I confess. I’ve been binge-watching a Netflix series titled Last Chance U. It’s the story of the players, coaches, and support staff of a junior college football team in a nearly shuttered, end-of-the-road-town in Eastern Mississippi – a team that just happens to be perennial national champions in their division.
It was the title that drew me in. Most of the players were high-school superstars who were recruited to Division 1 football teams – the stepping-stones to the NFL. Somehow they managed to go astray at their respective university or college – drugs, poor academics, petty crimes – and were kicked out. Eastern Mississippi Community College and its football program are now their last best hope.
The show is structured as the classic heroes’ journey:
The Departure Act: The (former high-school) Hero leaves the Ordinary World (Division 1 football)
The Initiation Act: The Hero ventures into unknown territory (Eastern Mississippi football) and faces various trials and challenges standing in the way of re-birth (their irascible head coach to name one)
The Return Act: The Hero returns in triumph (Fingers crossed, maybe, back to Division 1)
You can’t help but pull for these kids. Many come from broken homes, poverty, and abuse, and they’re right on the edge of making it. Or stumbling again. Football is their ticket away from life’s trauma and toward the light of a positive future. If they succeed, is it because of or in spite of the head coach’s rants?
So I found it interesting as I emerged from Season 2 that the two most consistent sounds I heard from the coaches were anything but positive: their omnipresent screeching whistles and the word “NO!,” which was usually laced with highly descriptive expletives. Between-game practices were a dystopian mix of punishing, repeat-it-until-you-get-it-right drills, drenching sweat, and pounding, individually focused criticism.
I get it. Film directors have to showcase conflict because, without conflict, there is no hero for us to cheer for – no hero to finally make it. And most audiences will generally get bored watching even one hour of just “happy.”

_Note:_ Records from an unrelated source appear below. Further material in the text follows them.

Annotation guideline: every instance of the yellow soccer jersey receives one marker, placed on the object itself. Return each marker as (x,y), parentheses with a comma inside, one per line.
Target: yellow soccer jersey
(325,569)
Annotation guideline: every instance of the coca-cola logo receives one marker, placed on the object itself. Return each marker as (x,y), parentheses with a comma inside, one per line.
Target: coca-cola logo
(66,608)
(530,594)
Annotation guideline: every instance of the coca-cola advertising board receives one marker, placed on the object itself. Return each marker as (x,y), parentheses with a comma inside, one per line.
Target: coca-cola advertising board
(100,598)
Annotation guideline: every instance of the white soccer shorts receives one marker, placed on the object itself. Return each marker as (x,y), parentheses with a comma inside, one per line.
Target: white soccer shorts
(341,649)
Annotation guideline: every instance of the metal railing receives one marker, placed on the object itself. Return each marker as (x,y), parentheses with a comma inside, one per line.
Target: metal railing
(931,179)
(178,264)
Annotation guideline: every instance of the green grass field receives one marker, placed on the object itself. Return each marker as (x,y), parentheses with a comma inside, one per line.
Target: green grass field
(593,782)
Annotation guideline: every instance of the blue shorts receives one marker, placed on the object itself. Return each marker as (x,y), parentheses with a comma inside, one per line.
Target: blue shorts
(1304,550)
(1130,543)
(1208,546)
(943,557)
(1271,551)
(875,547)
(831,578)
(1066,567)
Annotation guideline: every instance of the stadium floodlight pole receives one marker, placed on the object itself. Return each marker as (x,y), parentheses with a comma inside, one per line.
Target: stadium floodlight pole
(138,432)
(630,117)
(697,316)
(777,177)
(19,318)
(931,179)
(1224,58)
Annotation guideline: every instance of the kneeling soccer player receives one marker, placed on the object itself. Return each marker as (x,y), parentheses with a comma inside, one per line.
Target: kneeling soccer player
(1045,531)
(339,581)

That said, the program also reminded me of our penchant in organizations to want to fix people and rid them of their “weaknesses.” “Areas for improvement” often get as much attention in performance reviews as accomplishments. The underlying assumption seems to be that we can all be good at all things. If you manage or collaborate with people, and you’re curious about focusing on people’s strengths, check out this book.
Which brings me to this week’s “Getting Unstuck – Educators Leading Change” podcast guest, Professor John Hattie. John has waded through thousands of research studies involving millions of kids and found that of all activities that influence student success, two have the most impact. Two!
No spoiler alert here, folks. If you want to know which two activities make the most difference, join us for the full conversation.
But the other point that John talks about here is our tendency in education to figuratively blow whistles, shout “NO!” and try to fix all problems, large and small.
If you’re in business, from day one, you worry about scaling up success. In education, we’re the opposite. We try and find problems – usually problems we think people have – and then fix them. Instead, we should recognize the excellence that’s already there, and scale it up.
Sounds like EMCC football, yes? It’s not that we don’t have room for growth, but it’s incredibly rare for us to focus and scale up on what we do well in education.
And we do many things well – two especially. Nope, I’m not going to tell you what they are, but here’s a hint. The legendary and highly successful UCLA college basketball, John Wooden, had a book written about his teaching principles and practices: You Haven’t Taught Until They Have Learned.
Thanks for reading and listening.
Well, once again, Kimberly, you made my day, week and year. Thank you so much for reading and commenting.
I do a write up like this one every Thursday on LinkedIn, but this was the first time I posted it on BC360. Not too many people read in on LinkedIn because it’s an article, not just a simple post and ultimately it’s a lead-in to a podcast about education. People have to be selective about what they read; I get that. I’m the same way. But the number isn’t important anymore. I enjoy connecting the dots between two things that initially have no relation to each other. Thank you for seeing that. And I LOVE that you brought up our podcast. Hurrah!
Ah, the two things. They are truly fascinating, and as John indicates in the interview, few teachers do them, I think, because they are pressed to cover so much content. The two things require teachers to slow waaaaay down and do analysis, and the school year and list of standards to cover are working against them.
Thank you again, dear friend.
I think one of the many, many, many things I love about you, Jeff, is that you’re a dot-connector. As a fellow dot-connector, it’s something I appreciate when I see it in action. I experienced this when we did our podcast, how you took my work, connected the dots to Patrick Lencioni’s work, and then we went on our marry dot-connecting way during our conversation. I’ve watched you do the same over and over and over again – as you do here. Looking for common threads, universal truths, bridging those truths for deeper understanding. This is really lovely and I look forward to listening to this conversation (dying to know the two things!)